By Leroy Douresseaux
April 14, 2010 - 07:47
The Light #1 cover art |
In the new Image Comics series, The Light, from writer Nathan Edmondson and artist Brett Weldele, a virus causes people to burn up like tissue paper caught fire whenever they stare at electrical lights.
The Light #1 (“Outbreak”) introduces Coyle, an abusive alcoholic with a penchant for losing jobs. In fact, as the story begins, we see Coyle being fired from his welding job, and we learn that his wife left him because he beat her, leaving their daughter, Avery, with Coyle. Amidst all this human drama, the rural Oregon town that Coyle calls home catches fire with people going up like roman candles.

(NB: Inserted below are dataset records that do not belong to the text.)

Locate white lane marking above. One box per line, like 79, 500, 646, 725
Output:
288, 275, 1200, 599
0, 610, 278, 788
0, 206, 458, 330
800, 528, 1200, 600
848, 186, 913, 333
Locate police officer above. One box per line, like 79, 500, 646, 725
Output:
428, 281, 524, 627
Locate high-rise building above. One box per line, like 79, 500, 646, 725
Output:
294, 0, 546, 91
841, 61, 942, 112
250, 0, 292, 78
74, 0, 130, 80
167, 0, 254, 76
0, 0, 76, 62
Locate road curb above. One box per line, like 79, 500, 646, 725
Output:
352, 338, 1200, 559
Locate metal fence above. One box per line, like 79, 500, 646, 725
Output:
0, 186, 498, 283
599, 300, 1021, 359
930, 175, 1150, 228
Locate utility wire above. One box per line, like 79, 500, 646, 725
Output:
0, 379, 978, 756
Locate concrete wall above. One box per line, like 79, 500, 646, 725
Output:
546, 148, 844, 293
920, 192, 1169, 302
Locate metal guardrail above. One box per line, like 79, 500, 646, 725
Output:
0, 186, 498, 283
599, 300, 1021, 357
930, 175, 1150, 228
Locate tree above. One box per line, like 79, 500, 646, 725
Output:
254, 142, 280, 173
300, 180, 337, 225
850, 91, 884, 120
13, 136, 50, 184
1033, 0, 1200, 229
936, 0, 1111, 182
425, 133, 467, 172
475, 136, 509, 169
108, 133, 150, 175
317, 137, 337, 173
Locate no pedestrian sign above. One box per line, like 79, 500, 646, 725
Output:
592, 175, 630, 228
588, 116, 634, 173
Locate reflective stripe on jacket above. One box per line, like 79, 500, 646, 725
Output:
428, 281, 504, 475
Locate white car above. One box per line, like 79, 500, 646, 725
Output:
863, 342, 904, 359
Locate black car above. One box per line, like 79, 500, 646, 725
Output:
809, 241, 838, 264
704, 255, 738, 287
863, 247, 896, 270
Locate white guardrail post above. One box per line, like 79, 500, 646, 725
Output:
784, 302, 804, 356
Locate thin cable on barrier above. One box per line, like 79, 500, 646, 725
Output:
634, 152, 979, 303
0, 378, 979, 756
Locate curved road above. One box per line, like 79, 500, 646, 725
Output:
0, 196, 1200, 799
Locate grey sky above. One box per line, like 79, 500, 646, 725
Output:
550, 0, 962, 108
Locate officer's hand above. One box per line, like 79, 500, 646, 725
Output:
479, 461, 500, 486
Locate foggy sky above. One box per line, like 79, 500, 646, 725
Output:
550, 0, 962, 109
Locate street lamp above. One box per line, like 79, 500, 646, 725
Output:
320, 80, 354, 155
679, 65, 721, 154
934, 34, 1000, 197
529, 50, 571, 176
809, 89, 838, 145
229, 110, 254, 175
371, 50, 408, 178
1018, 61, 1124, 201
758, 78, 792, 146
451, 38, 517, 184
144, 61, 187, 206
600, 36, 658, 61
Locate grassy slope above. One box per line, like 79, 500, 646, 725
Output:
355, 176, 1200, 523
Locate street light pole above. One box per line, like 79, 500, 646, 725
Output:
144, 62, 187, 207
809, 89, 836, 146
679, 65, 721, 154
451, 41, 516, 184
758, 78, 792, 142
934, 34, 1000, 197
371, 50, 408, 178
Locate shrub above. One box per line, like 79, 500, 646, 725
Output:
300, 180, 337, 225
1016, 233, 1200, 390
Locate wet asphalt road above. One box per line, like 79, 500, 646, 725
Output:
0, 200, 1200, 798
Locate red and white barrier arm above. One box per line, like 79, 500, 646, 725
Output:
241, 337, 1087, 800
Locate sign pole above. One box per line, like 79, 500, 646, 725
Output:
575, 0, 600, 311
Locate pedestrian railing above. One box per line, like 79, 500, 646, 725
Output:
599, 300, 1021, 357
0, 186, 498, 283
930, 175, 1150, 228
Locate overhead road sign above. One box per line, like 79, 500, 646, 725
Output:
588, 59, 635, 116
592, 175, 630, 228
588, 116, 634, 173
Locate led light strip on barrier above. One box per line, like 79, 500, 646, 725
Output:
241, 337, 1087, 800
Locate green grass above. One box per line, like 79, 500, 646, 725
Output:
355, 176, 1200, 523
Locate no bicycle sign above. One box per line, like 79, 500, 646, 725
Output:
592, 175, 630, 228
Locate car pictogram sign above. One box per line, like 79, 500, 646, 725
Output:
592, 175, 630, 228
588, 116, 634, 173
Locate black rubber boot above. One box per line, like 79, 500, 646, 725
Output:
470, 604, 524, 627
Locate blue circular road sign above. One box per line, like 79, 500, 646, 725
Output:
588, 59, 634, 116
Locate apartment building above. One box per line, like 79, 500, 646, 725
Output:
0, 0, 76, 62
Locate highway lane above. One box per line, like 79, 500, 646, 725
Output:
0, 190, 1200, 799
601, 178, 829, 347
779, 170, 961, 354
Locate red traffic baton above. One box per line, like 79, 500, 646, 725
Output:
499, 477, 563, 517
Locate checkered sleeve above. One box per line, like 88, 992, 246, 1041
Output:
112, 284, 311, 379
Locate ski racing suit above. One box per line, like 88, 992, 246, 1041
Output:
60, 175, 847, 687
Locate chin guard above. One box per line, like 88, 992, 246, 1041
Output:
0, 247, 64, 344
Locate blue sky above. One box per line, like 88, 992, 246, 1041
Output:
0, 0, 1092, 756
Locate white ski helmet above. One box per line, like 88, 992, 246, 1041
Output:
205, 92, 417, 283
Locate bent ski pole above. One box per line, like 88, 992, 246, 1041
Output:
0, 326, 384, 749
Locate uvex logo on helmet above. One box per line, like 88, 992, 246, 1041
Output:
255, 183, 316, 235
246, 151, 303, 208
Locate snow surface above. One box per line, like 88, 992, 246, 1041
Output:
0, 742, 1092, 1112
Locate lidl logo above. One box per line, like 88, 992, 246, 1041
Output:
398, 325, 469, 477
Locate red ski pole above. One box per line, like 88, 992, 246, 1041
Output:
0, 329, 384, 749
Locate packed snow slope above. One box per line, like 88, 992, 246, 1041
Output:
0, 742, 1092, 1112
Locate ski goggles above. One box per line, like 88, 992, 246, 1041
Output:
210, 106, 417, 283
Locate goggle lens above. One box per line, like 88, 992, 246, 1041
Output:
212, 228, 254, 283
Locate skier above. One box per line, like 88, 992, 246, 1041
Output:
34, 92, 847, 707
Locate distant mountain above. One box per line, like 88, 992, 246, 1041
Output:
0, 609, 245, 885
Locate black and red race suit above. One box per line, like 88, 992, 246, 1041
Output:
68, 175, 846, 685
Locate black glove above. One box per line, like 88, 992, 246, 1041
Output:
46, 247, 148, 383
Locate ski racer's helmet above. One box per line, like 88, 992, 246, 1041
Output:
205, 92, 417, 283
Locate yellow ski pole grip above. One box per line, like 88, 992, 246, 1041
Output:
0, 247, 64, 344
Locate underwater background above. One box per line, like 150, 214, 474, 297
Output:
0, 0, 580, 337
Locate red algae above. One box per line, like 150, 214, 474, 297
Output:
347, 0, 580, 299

Having modern science and technology bring about an apocalyptic scenario is nothing new in science fiction and fantasy. Some recent end-of-world fiction focuses on things we take for granted initiating our downfall, such as mobile phones in Stephen King’s novel Cell and fast food in the film, Zombieland. Edmondson’s choice of electricity as the bug/germ agent of death is smart because of the visual storytelling possibilities that electricity presents. This electric adversary will also allow Edmondson to weave a story that examines the toll technology, in its shifting forms, takes on modern life, both in terms of its intrusiveness and its domination.
Speaking of domination, Brett Weldele is producing work that is making a solid argument that he is the preeminent science fiction comic book artist. There is a ghostly, sparkling quality to Weldele’s work that encapsulates the shifting landscapes and moods of our times. His graphical storytelling grasps of our imagination, and also captures the sense of a future that is apparently arriving too quickly. That makes for engaging storytelling.
Edmondson and Weldele are really good right out the box. The Light #1 is magic, a gripping, chilling tale that is ambitious and promises to be complex. But it is as simply devastating as a scary story can be. I hope #2 can live up to this opening.